# FINANCE 781:   Exam 2024, Numerical Questions 

### Question 1


Let y = [4,6,3,6,10] and x = [3,6,9,4,9]. 

If we perform an ordinary least squares (OLS) regression of y on x, what is the root mean squared error (RMSE) on the training data?


In [None]:
import numpy as np
from sklearn.linear_model import LinearRegression

# Given data
y = np.array([4, 6, 3, 6, 10])
x = np.array([3, 6, 9, 4, 9]).reshape(-1, 1)

# Fit the OLS regression model
model = LinearRegression().fit(x, y)

# Predict the y values
y_pred = model.predict(x)

# Calculate the residuals
residuals = y - y_pred

# Compute the RMSE
rmse = np.sqrt(np.mean(residuals**2))
rmse

### Question 2

You define PCA_3 as a function that applies principal components analysis (PCA) to a dataset and then retains the first 3 principal components as a new dataset.

Consider that you apply PCA_3 to a dataset comprised of stock market returns from companies listed on the S&P 500 index, and you label the resulting dataset df_PC.  

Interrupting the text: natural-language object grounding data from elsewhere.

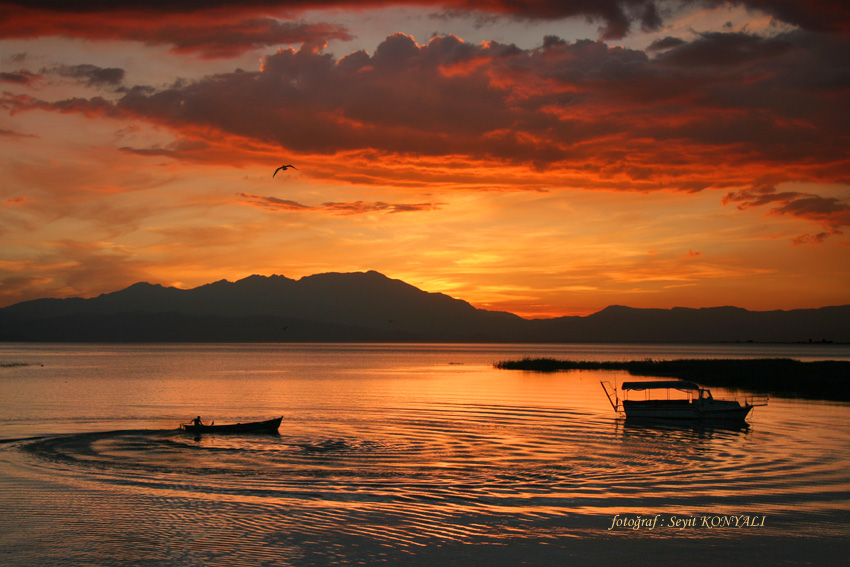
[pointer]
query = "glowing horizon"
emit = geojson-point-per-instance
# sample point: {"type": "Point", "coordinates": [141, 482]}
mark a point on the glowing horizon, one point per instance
{"type": "Point", "coordinates": [530, 157]}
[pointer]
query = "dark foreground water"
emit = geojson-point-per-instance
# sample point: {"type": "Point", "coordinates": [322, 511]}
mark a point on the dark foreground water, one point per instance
{"type": "Point", "coordinates": [399, 455]}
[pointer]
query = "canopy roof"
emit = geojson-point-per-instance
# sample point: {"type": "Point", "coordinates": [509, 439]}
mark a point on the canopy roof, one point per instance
{"type": "Point", "coordinates": [661, 385]}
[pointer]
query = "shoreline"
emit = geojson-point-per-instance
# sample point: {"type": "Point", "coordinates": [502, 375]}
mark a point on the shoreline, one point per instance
{"type": "Point", "coordinates": [817, 380]}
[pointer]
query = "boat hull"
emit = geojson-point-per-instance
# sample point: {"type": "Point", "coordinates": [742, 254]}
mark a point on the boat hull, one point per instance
{"type": "Point", "coordinates": [686, 410]}
{"type": "Point", "coordinates": [270, 426]}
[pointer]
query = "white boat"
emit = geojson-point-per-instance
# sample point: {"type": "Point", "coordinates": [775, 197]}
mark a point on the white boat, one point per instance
{"type": "Point", "coordinates": [676, 399]}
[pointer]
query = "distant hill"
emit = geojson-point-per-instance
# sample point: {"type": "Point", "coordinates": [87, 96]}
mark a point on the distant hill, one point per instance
{"type": "Point", "coordinates": [371, 307]}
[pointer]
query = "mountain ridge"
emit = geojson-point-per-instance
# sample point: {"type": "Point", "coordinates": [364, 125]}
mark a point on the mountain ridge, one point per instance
{"type": "Point", "coordinates": [369, 306]}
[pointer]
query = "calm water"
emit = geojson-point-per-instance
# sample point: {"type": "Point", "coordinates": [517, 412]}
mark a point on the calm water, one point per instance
{"type": "Point", "coordinates": [400, 455]}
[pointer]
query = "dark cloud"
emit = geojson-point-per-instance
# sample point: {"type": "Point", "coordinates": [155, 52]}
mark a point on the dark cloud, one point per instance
{"type": "Point", "coordinates": [208, 34]}
{"type": "Point", "coordinates": [90, 74]}
{"type": "Point", "coordinates": [44, 17]}
{"type": "Point", "coordinates": [722, 111]}
{"type": "Point", "coordinates": [21, 77]}
{"type": "Point", "coordinates": [354, 208]}
{"type": "Point", "coordinates": [666, 43]}
{"type": "Point", "coordinates": [830, 212]}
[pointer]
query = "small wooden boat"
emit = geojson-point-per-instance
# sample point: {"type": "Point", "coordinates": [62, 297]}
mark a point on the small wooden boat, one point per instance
{"type": "Point", "coordinates": [270, 426]}
{"type": "Point", "coordinates": [695, 403]}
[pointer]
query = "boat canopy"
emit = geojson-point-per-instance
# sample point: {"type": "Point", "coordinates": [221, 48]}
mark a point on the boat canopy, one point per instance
{"type": "Point", "coordinates": [661, 385]}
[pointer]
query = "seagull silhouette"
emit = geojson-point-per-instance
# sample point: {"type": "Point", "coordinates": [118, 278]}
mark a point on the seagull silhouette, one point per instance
{"type": "Point", "coordinates": [283, 167]}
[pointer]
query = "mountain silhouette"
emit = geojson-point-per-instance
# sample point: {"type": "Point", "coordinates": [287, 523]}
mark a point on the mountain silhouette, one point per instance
{"type": "Point", "coordinates": [371, 307]}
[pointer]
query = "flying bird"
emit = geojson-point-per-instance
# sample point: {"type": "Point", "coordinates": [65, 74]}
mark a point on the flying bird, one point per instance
{"type": "Point", "coordinates": [283, 167]}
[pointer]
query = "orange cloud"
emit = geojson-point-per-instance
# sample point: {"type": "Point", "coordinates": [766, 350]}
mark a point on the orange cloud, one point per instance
{"type": "Point", "coordinates": [354, 208]}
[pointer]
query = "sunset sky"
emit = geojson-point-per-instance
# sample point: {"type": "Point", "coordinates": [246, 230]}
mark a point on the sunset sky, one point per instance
{"type": "Point", "coordinates": [545, 158]}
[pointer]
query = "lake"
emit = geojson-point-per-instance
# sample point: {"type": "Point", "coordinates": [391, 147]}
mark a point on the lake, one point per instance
{"type": "Point", "coordinates": [401, 455]}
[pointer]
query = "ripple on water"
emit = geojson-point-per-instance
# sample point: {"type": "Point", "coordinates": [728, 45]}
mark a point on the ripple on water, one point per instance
{"type": "Point", "coordinates": [467, 473]}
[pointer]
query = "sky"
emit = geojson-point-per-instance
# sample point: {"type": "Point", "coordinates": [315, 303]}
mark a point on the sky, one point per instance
{"type": "Point", "coordinates": [546, 158]}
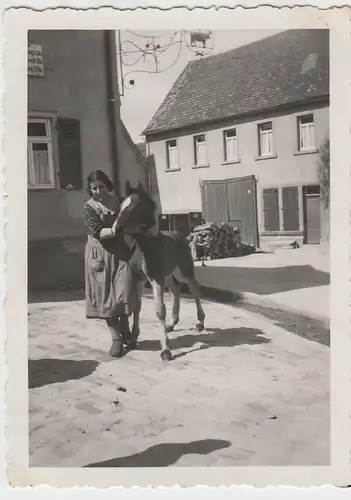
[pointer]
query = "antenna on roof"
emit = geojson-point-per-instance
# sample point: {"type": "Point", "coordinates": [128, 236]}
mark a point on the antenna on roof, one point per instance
{"type": "Point", "coordinates": [148, 52]}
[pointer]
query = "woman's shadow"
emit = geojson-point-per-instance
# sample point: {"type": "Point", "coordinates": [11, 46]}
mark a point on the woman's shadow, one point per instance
{"type": "Point", "coordinates": [165, 454]}
{"type": "Point", "coordinates": [51, 371]}
{"type": "Point", "coordinates": [212, 337]}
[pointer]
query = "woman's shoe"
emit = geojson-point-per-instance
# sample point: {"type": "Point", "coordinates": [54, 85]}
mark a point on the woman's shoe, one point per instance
{"type": "Point", "coordinates": [116, 350]}
{"type": "Point", "coordinates": [131, 345]}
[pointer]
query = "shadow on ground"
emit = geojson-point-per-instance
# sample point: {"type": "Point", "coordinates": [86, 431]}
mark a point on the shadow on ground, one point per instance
{"type": "Point", "coordinates": [216, 337]}
{"type": "Point", "coordinates": [299, 324]}
{"type": "Point", "coordinates": [69, 295]}
{"type": "Point", "coordinates": [51, 371]}
{"type": "Point", "coordinates": [263, 281]}
{"type": "Point", "coordinates": [165, 454]}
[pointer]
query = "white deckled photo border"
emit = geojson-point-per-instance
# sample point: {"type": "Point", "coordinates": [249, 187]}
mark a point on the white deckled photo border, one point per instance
{"type": "Point", "coordinates": [16, 24]}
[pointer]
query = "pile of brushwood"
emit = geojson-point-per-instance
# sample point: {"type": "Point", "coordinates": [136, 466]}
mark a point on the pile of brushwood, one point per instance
{"type": "Point", "coordinates": [217, 241]}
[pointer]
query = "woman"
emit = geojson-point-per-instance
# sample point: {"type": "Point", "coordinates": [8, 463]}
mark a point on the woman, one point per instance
{"type": "Point", "coordinates": [111, 287]}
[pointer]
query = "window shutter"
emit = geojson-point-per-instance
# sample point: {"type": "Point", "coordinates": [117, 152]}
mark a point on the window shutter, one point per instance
{"type": "Point", "coordinates": [290, 197]}
{"type": "Point", "coordinates": [271, 209]}
{"type": "Point", "coordinates": [70, 157]}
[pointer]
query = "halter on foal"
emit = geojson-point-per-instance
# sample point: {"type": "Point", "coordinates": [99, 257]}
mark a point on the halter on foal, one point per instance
{"type": "Point", "coordinates": [165, 260]}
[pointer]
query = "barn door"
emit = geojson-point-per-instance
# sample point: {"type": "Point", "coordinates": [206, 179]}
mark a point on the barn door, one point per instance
{"type": "Point", "coordinates": [312, 214]}
{"type": "Point", "coordinates": [232, 200]}
{"type": "Point", "coordinates": [214, 201]}
{"type": "Point", "coordinates": [241, 195]}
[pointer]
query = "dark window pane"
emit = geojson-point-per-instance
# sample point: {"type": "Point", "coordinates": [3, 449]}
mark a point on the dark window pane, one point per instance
{"type": "Point", "coordinates": [36, 129]}
{"type": "Point", "coordinates": [313, 190]}
{"type": "Point", "coordinates": [266, 126]}
{"type": "Point", "coordinates": [290, 197]}
{"type": "Point", "coordinates": [306, 119]}
{"type": "Point", "coordinates": [271, 209]}
{"type": "Point", "coordinates": [39, 146]}
{"type": "Point", "coordinates": [291, 220]}
{"type": "Point", "coordinates": [200, 138]}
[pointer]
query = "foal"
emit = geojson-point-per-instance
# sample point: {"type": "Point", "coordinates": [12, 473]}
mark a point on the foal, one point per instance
{"type": "Point", "coordinates": [163, 257]}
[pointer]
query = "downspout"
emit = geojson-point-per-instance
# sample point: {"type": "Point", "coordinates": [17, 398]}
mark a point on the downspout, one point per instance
{"type": "Point", "coordinates": [113, 102]}
{"type": "Point", "coordinates": [148, 166]}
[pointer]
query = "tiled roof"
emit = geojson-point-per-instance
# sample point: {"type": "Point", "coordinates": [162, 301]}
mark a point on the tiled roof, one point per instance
{"type": "Point", "coordinates": [286, 68]}
{"type": "Point", "coordinates": [142, 148]}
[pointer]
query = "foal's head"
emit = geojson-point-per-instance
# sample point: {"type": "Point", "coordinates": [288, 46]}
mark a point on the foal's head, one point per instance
{"type": "Point", "coordinates": [137, 210]}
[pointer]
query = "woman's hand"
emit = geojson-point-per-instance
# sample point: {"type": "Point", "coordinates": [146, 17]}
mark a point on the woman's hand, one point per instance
{"type": "Point", "coordinates": [114, 228]}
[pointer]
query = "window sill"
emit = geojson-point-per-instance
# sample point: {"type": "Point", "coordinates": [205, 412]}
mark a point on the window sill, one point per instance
{"type": "Point", "coordinates": [172, 169]}
{"type": "Point", "coordinates": [306, 152]}
{"type": "Point", "coordinates": [282, 233]}
{"type": "Point", "coordinates": [267, 157]}
{"type": "Point", "coordinates": [231, 162]}
{"type": "Point", "coordinates": [42, 188]}
{"type": "Point", "coordinates": [200, 166]}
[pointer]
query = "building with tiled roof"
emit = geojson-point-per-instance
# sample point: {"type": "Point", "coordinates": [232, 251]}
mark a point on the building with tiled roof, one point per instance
{"type": "Point", "coordinates": [268, 100]}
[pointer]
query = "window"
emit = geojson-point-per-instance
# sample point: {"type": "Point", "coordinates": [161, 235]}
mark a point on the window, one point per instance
{"type": "Point", "coordinates": [40, 160]}
{"type": "Point", "coordinates": [290, 208]}
{"type": "Point", "coordinates": [200, 150]}
{"type": "Point", "coordinates": [230, 145]}
{"type": "Point", "coordinates": [265, 136]}
{"type": "Point", "coordinates": [172, 154]}
{"type": "Point", "coordinates": [306, 133]}
{"type": "Point", "coordinates": [281, 209]}
{"type": "Point", "coordinates": [271, 209]}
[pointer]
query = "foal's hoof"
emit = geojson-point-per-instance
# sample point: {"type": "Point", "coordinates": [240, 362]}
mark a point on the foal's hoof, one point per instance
{"type": "Point", "coordinates": [166, 355]}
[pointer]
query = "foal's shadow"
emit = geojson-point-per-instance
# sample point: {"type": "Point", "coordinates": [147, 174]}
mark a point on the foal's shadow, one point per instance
{"type": "Point", "coordinates": [212, 337]}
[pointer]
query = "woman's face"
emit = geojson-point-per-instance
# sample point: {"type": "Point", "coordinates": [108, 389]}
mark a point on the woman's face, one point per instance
{"type": "Point", "coordinates": [99, 190]}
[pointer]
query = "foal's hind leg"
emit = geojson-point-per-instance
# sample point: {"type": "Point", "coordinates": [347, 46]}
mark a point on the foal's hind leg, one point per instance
{"type": "Point", "coordinates": [194, 288]}
{"type": "Point", "coordinates": [174, 288]}
{"type": "Point", "coordinates": [158, 288]}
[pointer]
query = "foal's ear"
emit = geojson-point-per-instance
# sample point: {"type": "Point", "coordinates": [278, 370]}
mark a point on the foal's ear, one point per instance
{"type": "Point", "coordinates": [140, 186]}
{"type": "Point", "coordinates": [128, 188]}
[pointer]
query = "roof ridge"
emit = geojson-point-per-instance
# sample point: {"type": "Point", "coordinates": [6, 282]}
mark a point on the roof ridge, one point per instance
{"type": "Point", "coordinates": [271, 73]}
{"type": "Point", "coordinates": [172, 90]}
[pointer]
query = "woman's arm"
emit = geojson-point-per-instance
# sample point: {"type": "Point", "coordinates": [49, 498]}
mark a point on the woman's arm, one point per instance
{"type": "Point", "coordinates": [106, 232]}
{"type": "Point", "coordinates": [94, 225]}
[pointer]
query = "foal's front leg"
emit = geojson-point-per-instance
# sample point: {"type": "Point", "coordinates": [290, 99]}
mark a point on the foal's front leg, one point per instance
{"type": "Point", "coordinates": [158, 287]}
{"type": "Point", "coordinates": [136, 315]}
{"type": "Point", "coordinates": [174, 288]}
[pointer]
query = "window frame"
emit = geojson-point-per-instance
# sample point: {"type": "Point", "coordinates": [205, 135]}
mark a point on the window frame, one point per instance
{"type": "Point", "coordinates": [48, 140]}
{"type": "Point", "coordinates": [300, 126]}
{"type": "Point", "coordinates": [195, 142]}
{"type": "Point", "coordinates": [281, 230]}
{"type": "Point", "coordinates": [225, 145]}
{"type": "Point", "coordinates": [168, 147]}
{"type": "Point", "coordinates": [260, 134]}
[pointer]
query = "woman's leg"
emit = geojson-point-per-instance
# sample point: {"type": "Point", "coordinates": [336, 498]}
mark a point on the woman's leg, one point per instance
{"type": "Point", "coordinates": [116, 349]}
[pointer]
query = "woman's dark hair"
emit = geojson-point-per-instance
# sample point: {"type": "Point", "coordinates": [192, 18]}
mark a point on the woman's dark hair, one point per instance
{"type": "Point", "coordinates": [99, 175]}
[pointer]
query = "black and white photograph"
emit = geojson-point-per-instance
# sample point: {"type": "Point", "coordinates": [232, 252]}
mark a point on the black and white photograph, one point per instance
{"type": "Point", "coordinates": [178, 198]}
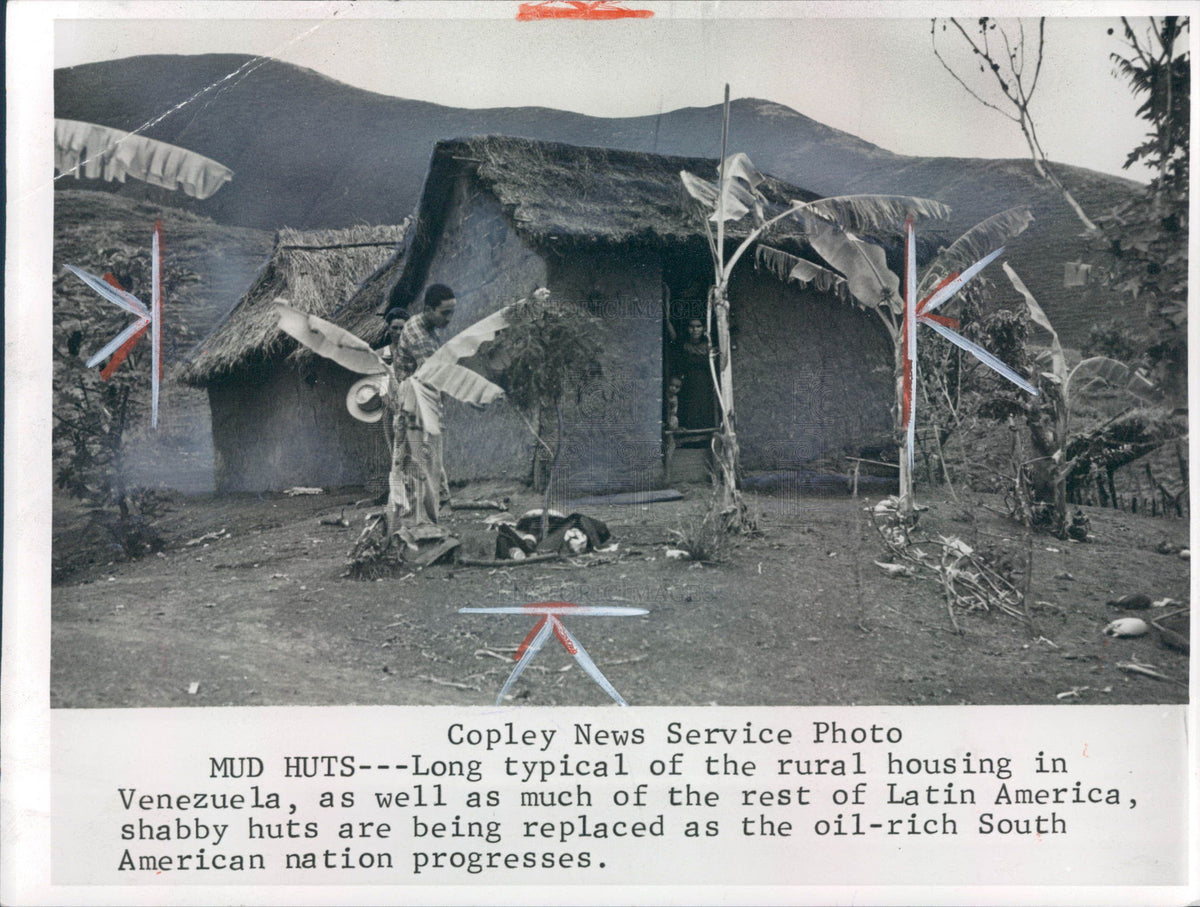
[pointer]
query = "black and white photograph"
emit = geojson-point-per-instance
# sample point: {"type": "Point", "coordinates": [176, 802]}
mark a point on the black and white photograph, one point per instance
{"type": "Point", "coordinates": [705, 380]}
{"type": "Point", "coordinates": [609, 354]}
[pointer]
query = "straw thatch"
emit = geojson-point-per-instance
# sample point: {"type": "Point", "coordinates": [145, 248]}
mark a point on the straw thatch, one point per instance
{"type": "Point", "coordinates": [317, 271]}
{"type": "Point", "coordinates": [557, 194]}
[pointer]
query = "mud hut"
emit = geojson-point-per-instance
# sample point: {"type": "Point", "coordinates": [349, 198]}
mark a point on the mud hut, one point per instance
{"type": "Point", "coordinates": [615, 233]}
{"type": "Point", "coordinates": [279, 410]}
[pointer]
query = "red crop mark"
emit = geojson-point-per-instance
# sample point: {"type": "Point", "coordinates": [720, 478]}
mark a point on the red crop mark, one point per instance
{"type": "Point", "coordinates": [525, 643]}
{"type": "Point", "coordinates": [946, 280]}
{"type": "Point", "coordinates": [942, 319]}
{"type": "Point", "coordinates": [123, 352]}
{"type": "Point", "coordinates": [561, 632]}
{"type": "Point", "coordinates": [594, 10]}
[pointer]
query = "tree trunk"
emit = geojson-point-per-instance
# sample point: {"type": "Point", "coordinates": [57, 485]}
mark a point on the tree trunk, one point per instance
{"type": "Point", "coordinates": [553, 473]}
{"type": "Point", "coordinates": [901, 431]}
{"type": "Point", "coordinates": [725, 444]}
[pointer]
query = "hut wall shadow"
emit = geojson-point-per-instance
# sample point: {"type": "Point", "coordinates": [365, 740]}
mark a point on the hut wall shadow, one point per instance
{"type": "Point", "coordinates": [813, 374]}
{"type": "Point", "coordinates": [489, 265]}
{"type": "Point", "coordinates": [276, 426]}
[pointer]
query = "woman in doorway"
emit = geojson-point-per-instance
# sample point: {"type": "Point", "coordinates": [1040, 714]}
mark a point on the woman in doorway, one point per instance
{"type": "Point", "coordinates": [697, 397]}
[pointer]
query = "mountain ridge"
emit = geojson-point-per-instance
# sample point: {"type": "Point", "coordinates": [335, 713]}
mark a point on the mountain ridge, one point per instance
{"type": "Point", "coordinates": [310, 151]}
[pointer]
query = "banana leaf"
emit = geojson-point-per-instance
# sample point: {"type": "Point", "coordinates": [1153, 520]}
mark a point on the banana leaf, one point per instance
{"type": "Point", "coordinates": [871, 212]}
{"type": "Point", "coordinates": [1057, 359]}
{"type": "Point", "coordinates": [88, 149]}
{"type": "Point", "coordinates": [864, 264]}
{"type": "Point", "coordinates": [1101, 372]}
{"type": "Point", "coordinates": [738, 199]}
{"type": "Point", "coordinates": [328, 340]}
{"type": "Point", "coordinates": [443, 372]}
{"type": "Point", "coordinates": [792, 268]}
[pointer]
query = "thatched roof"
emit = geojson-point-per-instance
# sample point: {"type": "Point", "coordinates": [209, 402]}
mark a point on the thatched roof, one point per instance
{"type": "Point", "coordinates": [558, 194]}
{"type": "Point", "coordinates": [317, 271]}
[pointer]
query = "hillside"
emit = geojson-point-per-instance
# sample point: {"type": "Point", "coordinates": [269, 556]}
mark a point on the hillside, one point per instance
{"type": "Point", "coordinates": [309, 151]}
{"type": "Point", "coordinates": [208, 266]}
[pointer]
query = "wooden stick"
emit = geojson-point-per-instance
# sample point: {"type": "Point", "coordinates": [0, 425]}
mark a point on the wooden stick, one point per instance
{"type": "Point", "coordinates": [531, 559]}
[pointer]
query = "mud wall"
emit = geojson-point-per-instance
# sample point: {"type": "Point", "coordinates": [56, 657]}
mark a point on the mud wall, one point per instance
{"type": "Point", "coordinates": [277, 425]}
{"type": "Point", "coordinates": [615, 430]}
{"type": "Point", "coordinates": [487, 265]}
{"type": "Point", "coordinates": [811, 374]}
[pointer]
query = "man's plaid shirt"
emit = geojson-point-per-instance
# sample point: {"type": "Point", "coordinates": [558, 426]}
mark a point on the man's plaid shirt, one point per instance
{"type": "Point", "coordinates": [418, 341]}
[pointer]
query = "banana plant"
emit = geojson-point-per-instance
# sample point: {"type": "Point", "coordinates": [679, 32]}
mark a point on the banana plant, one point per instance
{"type": "Point", "coordinates": [1066, 388]}
{"type": "Point", "coordinates": [417, 395]}
{"type": "Point", "coordinates": [862, 274]}
{"type": "Point", "coordinates": [95, 151]}
{"type": "Point", "coordinates": [735, 196]}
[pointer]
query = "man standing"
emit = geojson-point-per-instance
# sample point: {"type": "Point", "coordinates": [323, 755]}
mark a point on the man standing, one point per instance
{"type": "Point", "coordinates": [417, 342]}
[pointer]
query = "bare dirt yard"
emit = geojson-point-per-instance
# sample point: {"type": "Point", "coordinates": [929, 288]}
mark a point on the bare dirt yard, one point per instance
{"type": "Point", "coordinates": [261, 613]}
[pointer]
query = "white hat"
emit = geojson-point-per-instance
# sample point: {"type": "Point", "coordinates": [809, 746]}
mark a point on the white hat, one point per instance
{"type": "Point", "coordinates": [365, 398]}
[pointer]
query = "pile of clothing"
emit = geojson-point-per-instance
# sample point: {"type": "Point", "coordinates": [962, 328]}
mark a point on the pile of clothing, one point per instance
{"type": "Point", "coordinates": [565, 533]}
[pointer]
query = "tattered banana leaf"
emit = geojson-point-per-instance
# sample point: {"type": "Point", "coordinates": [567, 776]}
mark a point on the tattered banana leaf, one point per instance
{"type": "Point", "coordinates": [1099, 372]}
{"type": "Point", "coordinates": [442, 371]}
{"type": "Point", "coordinates": [864, 264]}
{"type": "Point", "coordinates": [1121, 442]}
{"type": "Point", "coordinates": [328, 340]}
{"type": "Point", "coordinates": [870, 212]}
{"type": "Point", "coordinates": [88, 149]}
{"type": "Point", "coordinates": [738, 167]}
{"type": "Point", "coordinates": [738, 199]}
{"type": "Point", "coordinates": [792, 268]}
{"type": "Point", "coordinates": [973, 245]}
{"type": "Point", "coordinates": [1057, 359]}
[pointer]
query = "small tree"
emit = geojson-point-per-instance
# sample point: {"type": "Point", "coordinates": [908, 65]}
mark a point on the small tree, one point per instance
{"type": "Point", "coordinates": [1145, 240]}
{"type": "Point", "coordinates": [863, 275]}
{"type": "Point", "coordinates": [97, 410]}
{"type": "Point", "coordinates": [1066, 450]}
{"type": "Point", "coordinates": [1013, 59]}
{"type": "Point", "coordinates": [551, 349]}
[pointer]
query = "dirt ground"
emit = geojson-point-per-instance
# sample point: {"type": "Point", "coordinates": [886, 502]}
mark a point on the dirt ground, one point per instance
{"type": "Point", "coordinates": [799, 616]}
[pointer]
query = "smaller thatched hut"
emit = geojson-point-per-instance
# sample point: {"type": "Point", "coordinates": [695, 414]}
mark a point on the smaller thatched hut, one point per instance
{"type": "Point", "coordinates": [279, 410]}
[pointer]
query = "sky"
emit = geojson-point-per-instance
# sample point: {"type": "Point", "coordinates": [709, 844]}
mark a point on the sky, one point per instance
{"type": "Point", "coordinates": [874, 77]}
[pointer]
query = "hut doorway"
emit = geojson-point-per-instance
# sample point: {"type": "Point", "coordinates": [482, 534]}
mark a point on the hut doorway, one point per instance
{"type": "Point", "coordinates": [691, 413]}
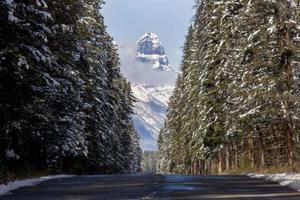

If the first principal component in df_PC explains 0.13 of the total variance in the original dataset, what is the maximum proportion of total variance that all 3 principal components in df_PC could explain?

In [None]:
max_variance = 0.13*3

max_variance

### Question 3

The following training data consists of two features ("momentum" and "investment") and a target variable ("return"):

 

        momentum            investment           return                                
          0.04                0.03                0.07                                
          0.06                0.05                0.08                                
          0.02                0.03                0.05                                
          0.05                0.05                0.06                                
          0.04                0.06                0.05                                
          0.08                0.09                0.11                                
          0.06                0.08                0.06

 

The following regression tree was constructed using the training data above (trained to a maximum depth of 2).

![Image description](image.png)

Based on the tree above and the training data provided, what is the predicted return for a new observation with momentum of 0.07 and investment of 0.06?

Investment ≤ 0.085
Momentum > 0.055

The training observations that meet these criteria are:

Momentum = 0.06, Investment = 0.05, Return = 0.08
Momentum = 0.06, Investment = 0.08, Return = 0.06

The average return for these observations is:


In [None]:
ave_return = (0.08+0.06)/2

ave_return

### Question 4

Audacious Capital Partners LLC (ACP) is a hedge fund that takes directional bets based on the expected profitability of stocks.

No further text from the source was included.